1ST ANC Youth League National General Council (ANCYL NGC) Declaration in Gallagher Estate, Johannesburg (28 August 2010)
🟩 Summary by Cde Matthews Bantsijang
🔥 Purpose and Context
- The NGC was convened to assess progress since the 23rd National Congress and prepare for the 24th in 2011.
- Declared the largest political school of the ANCYL, focused on radical policy development and youth mobilisation.
🗣 Political Vision and Ideological Anchoring
- Reaffirmed the Freedom Charter as the strategic goal of the ANC and liberation movement.
- Called for the ANC’s 53rd National Conference (2012) to reprogrammatise the Charter post-centenary.
- Advocated for radicalisation and re-energising of the ANC, inspired by the founding Youth League generation of the 1940s.
👥 Youth Leadership and Membership
- Urged election of younger, energetic, militant leaders into ANC structures.
- Called for youth to constitute over 50% of ANC membership, to foreground youth development in government.
💥 Economic Freedom and Nationalisation
- Declared nationalisation of mines as central to the struggle for economic freedom.
- Called for amendment of Section 25 of the Constitution to enable state-led redistribution and expropriation in public interest.
🛡 Organisational Discipline and Autonomy
- Rejected disciplinary action against the ANCYL President as unconstitutional.
- Condemned members who take internal matters to court—affirmed automatic expulsion.
- Emphasised discipline as a weapon of transformation, not repression.
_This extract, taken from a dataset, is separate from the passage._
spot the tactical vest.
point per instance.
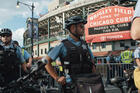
(78, 57)
(126, 57)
🌍 International Solidarity
- Strengthened ties with former liberation movements (ZANU-PF, SWAPO, FRELIMO, MPLA, etc.).
- Committed to global justice campaigns, especially in Swaziland, where political repression persists.
- Announced readiness to host the 17th World Festival for Youth and Students in December 2010.
💪 Social Transformation Agenda
- Pledged to intensify struggles for education, healthcare, housing, and combat crime, alcohol abuse, HIV/AIDS.
- Critiqued harmful youth trends like multi-sexual relationships, calling for moral renewal.
This declaration is a vivid snapshot of the ANCYL’s militant posture in 2010—asserting its autonomy, demanding structural change, and positioning youth as the vanguard of transformation.